An unknown canvas attributed to Caravaggesque Flemish painter Theodoor Rombouts, which was discovered in a property in Auvergne, sold in Clermont-Ferrand for triple its high estimate.
Mars, Venus, Bacchus and Mercury, a painting in a spectacular format attributed to the Flemish baroque artist Theodoor Rombouts, took its first steps at the auction on 4 July in Clermont-Ferrand. Hitherto unknown, this characteristic work of Caravaggio style was found in an Auvergne property and is, according to expert in ancient painting, Julie Ducher, "An exciting discovery in the field".
Its entry into the auction room was estimated between €80,000 and €100,000 (or £72,000-90,000, set by the expert consulting firm Éric Turquin), however the work found a buyer at €305,000 (£275,000). After a timid start, the auction room came alive, said the daily La Montagne, and the work ended up being sold for triple its estimate by a bidder on the phone. Why such an interest? "It's a rare artist on the market," the consulting firm explained. "This painting, hitherto unknown, is very elegant and quite up to date."
The monumental canvas (1.56 by 2.47 meters) represents the God of War, Mars, hugging his lover Venus, who is then married to the god of the late Vulcan.

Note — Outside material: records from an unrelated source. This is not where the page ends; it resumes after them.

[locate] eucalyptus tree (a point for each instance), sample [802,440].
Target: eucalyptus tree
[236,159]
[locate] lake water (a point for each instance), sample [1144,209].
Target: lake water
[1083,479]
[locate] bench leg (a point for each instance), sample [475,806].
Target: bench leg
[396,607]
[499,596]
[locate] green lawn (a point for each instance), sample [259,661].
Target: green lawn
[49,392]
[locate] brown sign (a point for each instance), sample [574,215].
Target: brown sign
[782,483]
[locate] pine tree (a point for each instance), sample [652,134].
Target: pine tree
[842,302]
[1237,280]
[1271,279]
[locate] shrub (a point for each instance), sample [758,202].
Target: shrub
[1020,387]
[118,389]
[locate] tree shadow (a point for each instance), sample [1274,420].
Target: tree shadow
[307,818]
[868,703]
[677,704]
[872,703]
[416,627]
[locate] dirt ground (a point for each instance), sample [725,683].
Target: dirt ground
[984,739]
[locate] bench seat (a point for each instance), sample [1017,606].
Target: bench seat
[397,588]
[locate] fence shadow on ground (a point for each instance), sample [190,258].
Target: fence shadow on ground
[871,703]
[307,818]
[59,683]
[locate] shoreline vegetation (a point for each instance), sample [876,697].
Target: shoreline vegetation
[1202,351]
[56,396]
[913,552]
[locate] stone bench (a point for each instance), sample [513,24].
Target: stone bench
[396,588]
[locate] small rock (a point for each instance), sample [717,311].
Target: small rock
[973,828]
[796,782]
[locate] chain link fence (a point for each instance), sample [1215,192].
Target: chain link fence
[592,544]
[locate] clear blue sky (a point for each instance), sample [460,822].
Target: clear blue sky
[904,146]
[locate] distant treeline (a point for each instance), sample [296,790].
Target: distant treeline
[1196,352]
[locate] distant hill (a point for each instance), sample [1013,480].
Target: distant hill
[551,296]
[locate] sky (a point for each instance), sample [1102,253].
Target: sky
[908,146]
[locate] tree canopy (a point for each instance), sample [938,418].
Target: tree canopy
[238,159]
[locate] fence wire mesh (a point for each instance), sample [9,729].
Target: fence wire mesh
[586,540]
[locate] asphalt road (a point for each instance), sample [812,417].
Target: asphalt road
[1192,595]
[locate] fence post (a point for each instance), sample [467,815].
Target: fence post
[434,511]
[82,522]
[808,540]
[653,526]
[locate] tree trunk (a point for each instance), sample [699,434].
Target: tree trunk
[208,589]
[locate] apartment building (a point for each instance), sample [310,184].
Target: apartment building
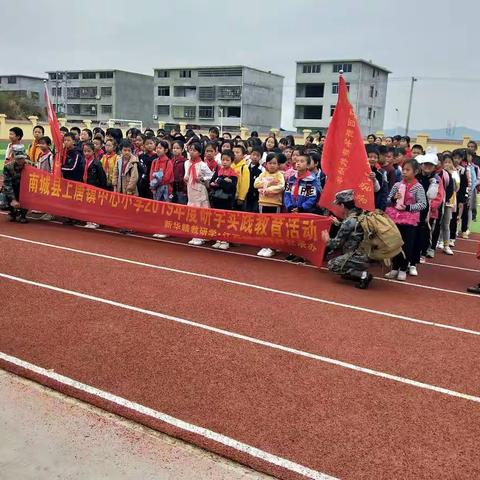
[227,96]
[100,95]
[24,86]
[317,93]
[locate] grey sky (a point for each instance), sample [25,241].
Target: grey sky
[425,38]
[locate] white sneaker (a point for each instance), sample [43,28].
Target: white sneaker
[392,274]
[269,253]
[412,270]
[402,276]
[91,225]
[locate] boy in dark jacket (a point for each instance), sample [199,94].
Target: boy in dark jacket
[72,167]
[301,193]
[12,175]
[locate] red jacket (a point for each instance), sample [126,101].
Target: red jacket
[165,164]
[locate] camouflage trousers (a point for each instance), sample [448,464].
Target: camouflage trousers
[347,262]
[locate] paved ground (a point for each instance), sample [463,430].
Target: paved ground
[45,436]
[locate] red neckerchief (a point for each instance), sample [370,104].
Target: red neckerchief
[88,162]
[212,164]
[299,177]
[227,172]
[108,156]
[192,172]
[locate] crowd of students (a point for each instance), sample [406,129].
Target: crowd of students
[430,196]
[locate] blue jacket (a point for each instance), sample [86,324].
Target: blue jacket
[308,192]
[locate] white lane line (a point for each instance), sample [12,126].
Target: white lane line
[253,286]
[257,341]
[163,417]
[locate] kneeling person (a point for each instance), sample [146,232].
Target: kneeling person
[352,263]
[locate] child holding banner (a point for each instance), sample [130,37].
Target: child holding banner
[197,174]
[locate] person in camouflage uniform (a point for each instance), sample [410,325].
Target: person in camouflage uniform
[352,263]
[12,174]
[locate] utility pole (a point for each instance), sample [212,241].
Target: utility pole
[410,104]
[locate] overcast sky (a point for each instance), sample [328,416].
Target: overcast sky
[435,40]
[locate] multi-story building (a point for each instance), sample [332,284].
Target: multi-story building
[24,86]
[228,97]
[317,93]
[101,95]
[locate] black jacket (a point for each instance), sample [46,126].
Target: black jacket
[96,175]
[72,168]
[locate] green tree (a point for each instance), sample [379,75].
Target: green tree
[19,107]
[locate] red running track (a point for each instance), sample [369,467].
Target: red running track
[331,419]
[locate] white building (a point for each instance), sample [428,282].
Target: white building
[231,96]
[317,93]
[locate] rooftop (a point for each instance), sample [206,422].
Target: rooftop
[357,60]
[217,66]
[22,76]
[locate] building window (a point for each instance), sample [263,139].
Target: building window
[184,112]
[230,112]
[312,68]
[73,109]
[88,109]
[88,92]
[106,91]
[335,88]
[220,72]
[205,112]
[229,93]
[190,92]
[206,93]
[163,91]
[345,67]
[163,110]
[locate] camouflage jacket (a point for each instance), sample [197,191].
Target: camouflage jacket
[12,175]
[350,234]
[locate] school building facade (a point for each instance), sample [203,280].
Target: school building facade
[225,96]
[24,86]
[101,95]
[316,93]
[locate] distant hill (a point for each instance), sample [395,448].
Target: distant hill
[452,133]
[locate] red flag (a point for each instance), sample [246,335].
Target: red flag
[344,159]
[56,134]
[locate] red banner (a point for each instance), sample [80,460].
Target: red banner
[344,159]
[300,234]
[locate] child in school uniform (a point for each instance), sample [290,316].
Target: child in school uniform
[270,185]
[223,189]
[197,175]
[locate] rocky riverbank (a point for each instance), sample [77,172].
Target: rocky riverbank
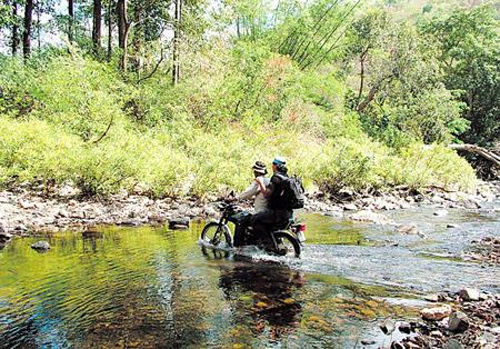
[465,319]
[26,211]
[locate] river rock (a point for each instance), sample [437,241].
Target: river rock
[350,207]
[41,246]
[387,326]
[178,224]
[432,298]
[459,322]
[436,313]
[469,294]
[370,216]
[78,214]
[397,345]
[367,342]
[5,237]
[441,213]
[21,228]
[404,327]
[453,344]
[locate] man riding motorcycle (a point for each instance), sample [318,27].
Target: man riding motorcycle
[277,215]
[254,190]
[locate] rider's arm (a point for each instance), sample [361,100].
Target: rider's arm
[249,192]
[265,190]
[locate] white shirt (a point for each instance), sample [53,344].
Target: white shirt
[260,202]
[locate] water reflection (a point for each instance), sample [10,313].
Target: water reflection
[154,288]
[264,296]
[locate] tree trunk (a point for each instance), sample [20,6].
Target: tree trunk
[28,21]
[137,39]
[121,11]
[15,28]
[123,30]
[71,15]
[96,26]
[484,153]
[38,24]
[110,29]
[177,30]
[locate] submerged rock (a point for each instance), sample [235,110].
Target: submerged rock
[469,294]
[387,326]
[453,344]
[459,322]
[441,213]
[41,246]
[178,224]
[404,327]
[436,314]
[370,216]
[5,237]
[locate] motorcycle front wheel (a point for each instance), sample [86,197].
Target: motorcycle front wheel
[214,234]
[288,246]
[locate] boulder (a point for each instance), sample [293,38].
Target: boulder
[453,344]
[469,294]
[370,216]
[441,213]
[459,322]
[436,313]
[41,246]
[387,326]
[432,298]
[404,327]
[350,207]
[178,224]
[368,342]
[5,237]
[21,228]
[397,345]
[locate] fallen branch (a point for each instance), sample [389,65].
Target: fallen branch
[105,132]
[471,148]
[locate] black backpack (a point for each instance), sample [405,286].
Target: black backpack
[292,192]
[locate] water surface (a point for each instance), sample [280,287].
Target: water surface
[151,287]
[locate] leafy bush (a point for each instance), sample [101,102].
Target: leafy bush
[88,126]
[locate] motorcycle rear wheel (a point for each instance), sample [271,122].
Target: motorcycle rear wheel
[287,244]
[215,234]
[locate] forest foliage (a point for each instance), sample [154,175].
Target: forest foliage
[355,95]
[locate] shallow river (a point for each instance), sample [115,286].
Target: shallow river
[151,287]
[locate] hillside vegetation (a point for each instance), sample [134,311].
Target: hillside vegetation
[376,110]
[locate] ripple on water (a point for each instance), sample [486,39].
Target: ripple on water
[153,287]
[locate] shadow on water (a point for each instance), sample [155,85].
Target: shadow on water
[156,288]
[151,287]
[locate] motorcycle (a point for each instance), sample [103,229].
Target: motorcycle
[282,242]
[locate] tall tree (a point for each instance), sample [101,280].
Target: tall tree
[15,28]
[123,30]
[110,28]
[28,21]
[177,34]
[71,15]
[96,25]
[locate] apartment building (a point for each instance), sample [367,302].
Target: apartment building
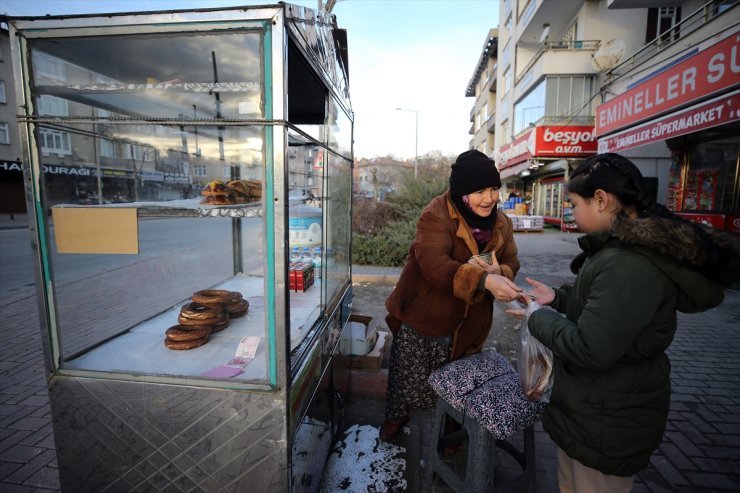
[552,60]
[482,86]
[681,91]
[12,198]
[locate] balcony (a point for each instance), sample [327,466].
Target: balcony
[557,14]
[559,57]
[490,124]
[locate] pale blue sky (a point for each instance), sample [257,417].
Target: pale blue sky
[414,54]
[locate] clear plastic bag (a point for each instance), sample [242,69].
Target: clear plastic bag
[534,362]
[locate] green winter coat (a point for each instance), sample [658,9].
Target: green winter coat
[612,386]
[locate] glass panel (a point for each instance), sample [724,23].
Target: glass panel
[129,300]
[183,75]
[305,235]
[114,310]
[338,227]
[340,130]
[711,180]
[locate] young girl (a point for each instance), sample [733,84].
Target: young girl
[640,263]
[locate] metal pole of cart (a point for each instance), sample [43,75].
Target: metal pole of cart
[236,222]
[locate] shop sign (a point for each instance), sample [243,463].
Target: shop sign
[147,175]
[515,152]
[10,166]
[565,141]
[713,69]
[732,223]
[716,112]
[114,173]
[176,178]
[714,220]
[66,170]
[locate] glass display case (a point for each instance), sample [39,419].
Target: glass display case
[189,178]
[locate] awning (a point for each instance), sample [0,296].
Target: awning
[718,111]
[514,170]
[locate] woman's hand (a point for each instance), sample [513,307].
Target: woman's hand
[541,293]
[502,288]
[492,268]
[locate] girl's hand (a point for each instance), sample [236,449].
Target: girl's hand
[502,288]
[541,293]
[492,268]
[516,309]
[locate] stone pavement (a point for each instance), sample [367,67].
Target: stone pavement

The two divinities appear alongside Bacchus, God of Wine, Mercury, Messenger of the Gods, and a mischievous Cupid who watches the scene. Mars and Venus have been portrayed by many artists in various paintings (sometimes pretexts for the realisation of erotic representations) and Cupid, considered as the fruit of their adulterous union, often appears.
With Rompouts’ work however, the classic mythological subject is hijacked by the insertion of minor details, such as a pearl necklace, a game of tric-trac, or playing cards, elements more common to Flemish gambling than to divine summit of Olympus. "Wearing a crown of vine leaves and other vines in his hand, Bacchus looks at the spectator and takes us to witness this adulterous relationship. For Mercury, a popular model has taken the pose, disguised for the occasion by the attribute of this God, a helmet carrying pigeon wings. He challenges the couple and invites them to play dice. Its composition presents an unusual mix, almost extravagant," said the consulting firm.
Theordoor Rompouts is known for his Caravaggesque work. He began his career in Antwerp between 1608 and 1616, under the tutelage of Abraham Janssen, himself emulated by the undisputed master of light. He joined Italy to complete his training, and remained marked by the work of Caravaggio, with whom he shares the taste of contrast and chiaroscuro. On his return to Antwerp, nine years later, he enrolled at the Guild of Saint-Luc and made many works for sponsors.
"He is best known for his banqueting scenes, taverns and musicians, but he also owes many successes in the field of history painting," said the consulting firm, "this painting, which we date rather from the beginning of his career, is in a pivotal period, during which he mixes Flemish and Dutch influences. It belongs to the field of clear Caravaggism. The light is very clear. It unites the four protagonists and reveals the realistic details."
The artist had a great success during his lifetime, which also earned him the privilege of being portrayed by Antoine van Dyck in 1632. Rompouts died prematurely in 1637, at the age of 40, and left behind is a rich work, imbued with an undeniable Flemish Caravaggesque style.